The water is usually taken at a depth of around one thousand meters and at that depth there is almost no life. It is very dark, very cold and there is no sun light. The deep water in the oceans actually came from the glaciers and polar ice caps and was so cold that it stayed at the bottom undisturbed and very pure. It is good water for the human body and it can be bottled. Hawaii is actually exporting that kind of water!
Does it have the same amount of salt as the surface water?
It’s a little different because of the temperature and doesn’t have as much salt. You are not going to find anything living down there, although occasionally you get one of these very strange deep sea creatures that are very white because of the lack of sunlight down there. Every few months in Hawaii we get one of these creatures in the cold water pipes. They go into a pond where they can be taken out and returned to the bottom of the sea.
Something like a Lockness Monster!
Yea, they are very strange.
What are the potential political complications which might appear with the massive introduction of OTEC energy?
There are still no commercial plants, however Lockheed has an agreement with China to commercially build Ocean Thermal Energy plants. The Chinese really want to work on this but they are still putting together the technology and the design. They have not yet developed the system. There is also a large company in France, for Martinique. In terms of research and development, the Japanese have just set up a research and development plant, likewise in South Korea and Malaysia is about to do so.
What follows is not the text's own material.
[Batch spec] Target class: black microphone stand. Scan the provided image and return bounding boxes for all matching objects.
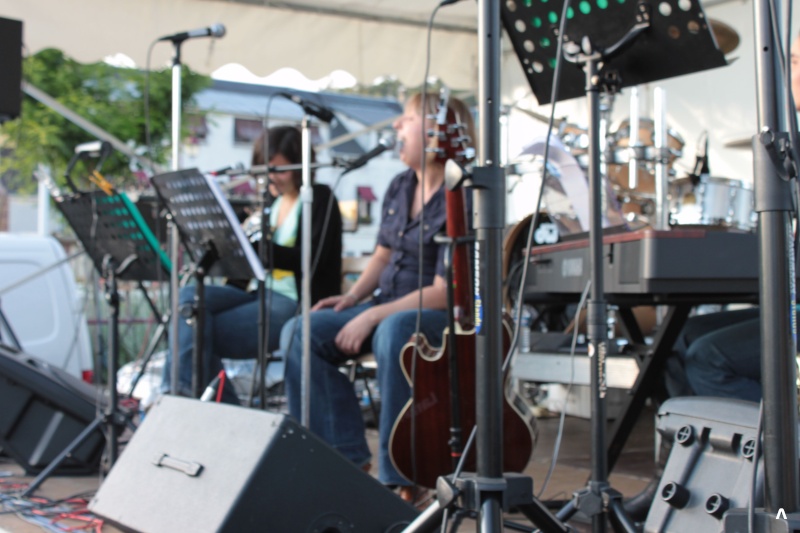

Is there any development of ocean thermal energy in South America?
There is no activity, although some of the smaller ocean energy companies have made visits to the area. However, we did talk to Petrobras, the big Brazilian oil company and they seemed very interested.
Senior vice-president and executive director, doctor of science from Western University
800South Queen street, Lancaster, Pennsylvania, U.S.A.
Dr. Johnson is responsible for OTEC and SDC program development and management including technology and engineering at OTE Corporation.
Dr. Johnson previously served as a Director at Lockheed Martin’s New Ventures Organization, where he focused on the development of the Ocean Thermal Energy Conversion (OTEC) business. Dr. Johnson’s history in OTEC goes back to when he assumed the leadership of the heritage Lockheed’s Ocean Systems Division in Sunnyvale, California. Lockheed’s Ocean Systems Division built and successfully tested the Mini OTEC system off the Hawaiian Islands. Dr. Johnson continued to direct work on OTEC and several years ago launched an effort in Lockheed Martin to accelerate OTEC technology development and commercialization as a base load clean sustainable energy generation technology. Other energy related work that Dr. Johnson had been involved in while leading the heritage Lockheed Ocean Systems Division included wave energy systems, fuel cells, and biofuels.
Prior to this, Dr. Johnson held a number of P&L line management assignments in Lockheed Martin, including Director of International Oceans Business, Homeland Security Director, and Director of Adjacent Markets. Before joining Lockheed Martin, Dr. Johnson held a number of senior management assignments of increasing responsibility with Honeywell, Inc. where he started his career as a Senior Principal Research Scientist at the Honeywell Corporate Research Center.
Dr. Johnson is a member of the board of Directors of the Ocean Energy Council, Ocean Renewable Energy Council, Geothermal Research Council and the National Hydropower Organization, as well as other professional societies. Dr. Johnson received the Ocean Energy Pioneer Award in 2009 for his pioneering work on OTEC. Dr. Johnson holds a Doctor of Science Degree from Northwestern University, where he also attended the Kellogg Graduate School of Business Management.